The rapid expansion of urban areas has significantly altered hydrological dynamics, leading to increased runoff and elevated flood risks, especially during the southwest monsoon season. This study investigates the hydrological effects of urbanization over a 36-year period (1988–2023) in the Manimala subbasin, a major water contributor to the flood-prone region, Kuttanad in India. Remote sensing and hydrological analyses for 1988 and 2023 were used to assess long-term changes, with data from 2001 and 2014 incorporated to capture land use dynamics. Hydrologic analysis was conducted using Hydrologic Engineering Center—Hydrologic Modelling System (HEC-HMS) with 70 years of rainfall data, including runoff calculations based on 3-year and 5-year return periods. The result shows a 356.43% increase in built-up land within the Manimala subbasin. Land use and Land cover (LULC) change assessment indicates that evergreen forests help to reduce Land Surface Temperature (LST) compared to other land uses, whereas bareland and built-up land exacerbate it. The study further verified long-term Normalized Difference Built-Up Index (NDBI) values to assess the extent of built-up expansion and Normalized Difference Vegetation Index (NDVI) to identify the density of vegetation. The correlations between LST with NDBI and NDVI revealed a direct relationship with NDBI and an inverse relationship with NDVI. Hydrologic analysis for the period 1988–2023 showed a rise in discharge in 2023 of about 3.62% and 1.25% for the two Antecedent Moisture Conditions AMCs (AMC II and AMC III) during the 3-year return period and 0.27% and 0.07% rise during 5-year return period, respectively. The results were validated with the observed discharge data from the Manimala river station. The coefficient of determination (R2) and Nash–Sutcliffe efficiency (NSE) was found to be within the limit. Moreover, this study presents a novel strategy for the Manimala subbasin by integrating satellite-derived indices with long-term hydrological modelling to analyse how land use changes affect the downstream deltaic region, Kuttanad. It provides critical findings on how upstream urbanization influences flood severity, contributing to sustainable flood risk management planning in Kuttanad.

Highlights

A significant increase in built-up land has been observed in Manimala subbasin from 1988 to 2023.

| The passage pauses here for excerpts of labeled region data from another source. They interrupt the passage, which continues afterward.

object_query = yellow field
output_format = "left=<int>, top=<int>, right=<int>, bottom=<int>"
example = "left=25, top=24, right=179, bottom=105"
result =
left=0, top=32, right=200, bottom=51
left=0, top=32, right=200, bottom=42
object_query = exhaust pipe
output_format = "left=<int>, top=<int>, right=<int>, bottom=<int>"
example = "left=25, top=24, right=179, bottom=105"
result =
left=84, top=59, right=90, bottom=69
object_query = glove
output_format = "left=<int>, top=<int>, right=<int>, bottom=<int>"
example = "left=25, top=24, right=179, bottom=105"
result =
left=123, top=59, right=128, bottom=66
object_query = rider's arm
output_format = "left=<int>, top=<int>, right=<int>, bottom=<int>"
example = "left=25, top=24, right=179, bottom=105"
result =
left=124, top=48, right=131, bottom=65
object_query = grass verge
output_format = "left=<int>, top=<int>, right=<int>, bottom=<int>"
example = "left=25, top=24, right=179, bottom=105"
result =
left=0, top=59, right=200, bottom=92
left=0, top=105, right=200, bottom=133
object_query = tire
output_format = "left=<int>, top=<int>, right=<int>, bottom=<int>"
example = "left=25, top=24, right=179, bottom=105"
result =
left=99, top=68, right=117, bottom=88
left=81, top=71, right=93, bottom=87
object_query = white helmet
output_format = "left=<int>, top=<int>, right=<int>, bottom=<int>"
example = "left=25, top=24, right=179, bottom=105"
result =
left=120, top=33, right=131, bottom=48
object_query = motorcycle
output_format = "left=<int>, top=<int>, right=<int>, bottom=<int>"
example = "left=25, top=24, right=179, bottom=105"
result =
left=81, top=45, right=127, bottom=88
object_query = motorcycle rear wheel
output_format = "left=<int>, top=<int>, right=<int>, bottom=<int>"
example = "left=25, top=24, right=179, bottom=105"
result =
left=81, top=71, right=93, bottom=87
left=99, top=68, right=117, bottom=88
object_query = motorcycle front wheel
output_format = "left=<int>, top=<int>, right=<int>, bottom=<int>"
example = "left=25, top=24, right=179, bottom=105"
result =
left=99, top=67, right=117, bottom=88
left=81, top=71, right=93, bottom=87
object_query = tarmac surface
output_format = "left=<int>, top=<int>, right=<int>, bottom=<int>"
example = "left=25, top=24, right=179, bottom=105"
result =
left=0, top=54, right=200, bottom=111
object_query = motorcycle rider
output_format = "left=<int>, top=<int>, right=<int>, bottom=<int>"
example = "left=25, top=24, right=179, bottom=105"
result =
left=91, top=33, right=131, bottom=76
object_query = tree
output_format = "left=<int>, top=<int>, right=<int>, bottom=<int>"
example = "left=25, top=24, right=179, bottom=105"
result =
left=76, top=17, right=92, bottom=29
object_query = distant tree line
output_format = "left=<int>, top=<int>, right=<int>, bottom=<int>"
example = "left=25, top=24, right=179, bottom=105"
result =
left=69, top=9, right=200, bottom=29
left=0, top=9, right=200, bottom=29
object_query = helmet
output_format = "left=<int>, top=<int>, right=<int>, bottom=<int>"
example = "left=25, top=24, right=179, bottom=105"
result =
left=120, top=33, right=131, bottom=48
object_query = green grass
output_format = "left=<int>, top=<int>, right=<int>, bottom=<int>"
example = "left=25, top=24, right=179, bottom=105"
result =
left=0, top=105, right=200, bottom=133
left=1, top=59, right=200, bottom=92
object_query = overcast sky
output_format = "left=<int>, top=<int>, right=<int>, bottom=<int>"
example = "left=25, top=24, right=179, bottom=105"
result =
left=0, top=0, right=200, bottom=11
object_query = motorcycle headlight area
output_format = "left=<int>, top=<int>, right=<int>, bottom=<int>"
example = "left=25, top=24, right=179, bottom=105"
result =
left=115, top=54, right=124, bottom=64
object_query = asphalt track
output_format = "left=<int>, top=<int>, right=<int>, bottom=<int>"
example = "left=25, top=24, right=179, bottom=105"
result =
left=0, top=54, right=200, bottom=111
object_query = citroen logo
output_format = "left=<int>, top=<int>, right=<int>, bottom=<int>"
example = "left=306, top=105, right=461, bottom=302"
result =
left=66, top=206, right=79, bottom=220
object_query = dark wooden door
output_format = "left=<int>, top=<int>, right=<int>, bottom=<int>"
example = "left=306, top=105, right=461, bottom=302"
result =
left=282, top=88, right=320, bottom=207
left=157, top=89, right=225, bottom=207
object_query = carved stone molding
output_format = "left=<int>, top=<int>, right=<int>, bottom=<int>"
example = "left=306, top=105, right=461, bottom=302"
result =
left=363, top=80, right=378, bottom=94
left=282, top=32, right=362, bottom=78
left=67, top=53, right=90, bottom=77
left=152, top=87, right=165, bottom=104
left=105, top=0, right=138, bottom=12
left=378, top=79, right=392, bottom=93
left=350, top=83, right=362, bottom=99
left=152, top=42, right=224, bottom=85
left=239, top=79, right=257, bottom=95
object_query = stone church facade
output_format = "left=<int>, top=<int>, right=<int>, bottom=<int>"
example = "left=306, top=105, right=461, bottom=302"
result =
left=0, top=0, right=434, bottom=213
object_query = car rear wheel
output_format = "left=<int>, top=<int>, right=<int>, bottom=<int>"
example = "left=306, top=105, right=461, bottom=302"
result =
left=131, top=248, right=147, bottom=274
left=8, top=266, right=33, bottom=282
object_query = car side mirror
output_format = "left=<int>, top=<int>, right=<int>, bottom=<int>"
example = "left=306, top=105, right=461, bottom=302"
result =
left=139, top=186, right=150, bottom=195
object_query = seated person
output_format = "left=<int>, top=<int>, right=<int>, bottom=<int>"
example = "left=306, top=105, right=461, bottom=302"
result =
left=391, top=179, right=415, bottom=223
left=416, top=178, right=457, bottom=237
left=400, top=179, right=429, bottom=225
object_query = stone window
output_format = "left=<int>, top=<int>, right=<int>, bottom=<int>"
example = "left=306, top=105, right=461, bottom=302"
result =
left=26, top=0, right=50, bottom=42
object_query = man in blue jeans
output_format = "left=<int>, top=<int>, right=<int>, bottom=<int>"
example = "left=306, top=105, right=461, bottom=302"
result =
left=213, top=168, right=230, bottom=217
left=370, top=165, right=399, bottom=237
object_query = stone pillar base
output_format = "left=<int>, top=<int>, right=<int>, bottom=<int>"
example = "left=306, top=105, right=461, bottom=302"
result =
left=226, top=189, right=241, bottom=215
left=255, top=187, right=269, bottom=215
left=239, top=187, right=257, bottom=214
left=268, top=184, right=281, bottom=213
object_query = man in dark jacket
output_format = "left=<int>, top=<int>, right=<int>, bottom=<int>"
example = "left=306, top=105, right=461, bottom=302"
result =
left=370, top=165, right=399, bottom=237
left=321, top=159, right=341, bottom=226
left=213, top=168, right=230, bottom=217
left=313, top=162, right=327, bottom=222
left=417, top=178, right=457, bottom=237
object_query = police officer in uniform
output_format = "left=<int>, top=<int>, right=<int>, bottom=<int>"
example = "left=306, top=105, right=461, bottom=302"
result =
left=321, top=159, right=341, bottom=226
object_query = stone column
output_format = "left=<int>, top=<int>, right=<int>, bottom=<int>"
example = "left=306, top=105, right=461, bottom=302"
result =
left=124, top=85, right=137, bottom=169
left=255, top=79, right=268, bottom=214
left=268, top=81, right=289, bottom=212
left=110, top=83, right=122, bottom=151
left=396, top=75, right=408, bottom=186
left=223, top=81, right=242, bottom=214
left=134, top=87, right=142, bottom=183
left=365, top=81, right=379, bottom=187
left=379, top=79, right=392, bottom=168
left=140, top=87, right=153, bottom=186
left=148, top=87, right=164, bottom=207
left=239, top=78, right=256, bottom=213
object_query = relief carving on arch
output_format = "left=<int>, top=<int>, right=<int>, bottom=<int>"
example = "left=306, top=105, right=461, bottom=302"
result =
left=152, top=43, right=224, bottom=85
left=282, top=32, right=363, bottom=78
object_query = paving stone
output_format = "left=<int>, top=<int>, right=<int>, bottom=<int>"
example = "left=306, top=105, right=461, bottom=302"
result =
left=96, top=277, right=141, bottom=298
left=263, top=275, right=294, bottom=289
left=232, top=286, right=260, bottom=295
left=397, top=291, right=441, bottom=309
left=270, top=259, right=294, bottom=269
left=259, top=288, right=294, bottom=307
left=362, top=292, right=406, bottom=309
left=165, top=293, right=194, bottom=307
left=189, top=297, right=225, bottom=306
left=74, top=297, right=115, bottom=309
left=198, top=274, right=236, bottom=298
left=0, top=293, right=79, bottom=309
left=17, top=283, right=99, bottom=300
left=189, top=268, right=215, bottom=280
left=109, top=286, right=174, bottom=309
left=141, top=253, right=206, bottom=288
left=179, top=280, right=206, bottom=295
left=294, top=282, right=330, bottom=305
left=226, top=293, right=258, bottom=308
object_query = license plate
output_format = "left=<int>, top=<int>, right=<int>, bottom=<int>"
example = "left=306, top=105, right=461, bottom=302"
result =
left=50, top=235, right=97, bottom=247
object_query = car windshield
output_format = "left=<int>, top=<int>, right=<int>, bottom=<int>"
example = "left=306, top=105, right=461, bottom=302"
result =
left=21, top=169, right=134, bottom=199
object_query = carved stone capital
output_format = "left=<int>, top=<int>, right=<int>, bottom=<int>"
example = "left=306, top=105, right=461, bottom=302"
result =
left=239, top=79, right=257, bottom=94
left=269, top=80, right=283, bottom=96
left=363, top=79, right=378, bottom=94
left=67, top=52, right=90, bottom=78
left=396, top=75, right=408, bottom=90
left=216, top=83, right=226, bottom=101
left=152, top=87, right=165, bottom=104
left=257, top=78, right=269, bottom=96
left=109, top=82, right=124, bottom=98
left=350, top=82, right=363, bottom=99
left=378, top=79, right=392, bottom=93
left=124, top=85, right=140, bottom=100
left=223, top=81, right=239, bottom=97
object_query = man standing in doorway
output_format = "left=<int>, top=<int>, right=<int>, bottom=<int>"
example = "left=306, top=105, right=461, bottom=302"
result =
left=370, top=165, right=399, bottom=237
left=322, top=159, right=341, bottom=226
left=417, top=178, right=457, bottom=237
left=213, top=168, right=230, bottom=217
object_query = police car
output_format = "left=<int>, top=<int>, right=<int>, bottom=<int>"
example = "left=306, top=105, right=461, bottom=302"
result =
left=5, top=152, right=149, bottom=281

The expansion of built-up land and reduction in vegetation cover have been validated through Normalized Difference Built-up Index (NDBI) and Normalized Difference Vegetation Index (NDVI) analysis.

Analysis of Land Surface Temperature (LST) shows that water bodies and agricultural land have lower LST compared to bareland and built-up regions.

Hydrological analysis shows that the growth in built-up land has led to a noticeable surge in runoff volume and discharge at the Manimala subbasin from 1988 to 2023.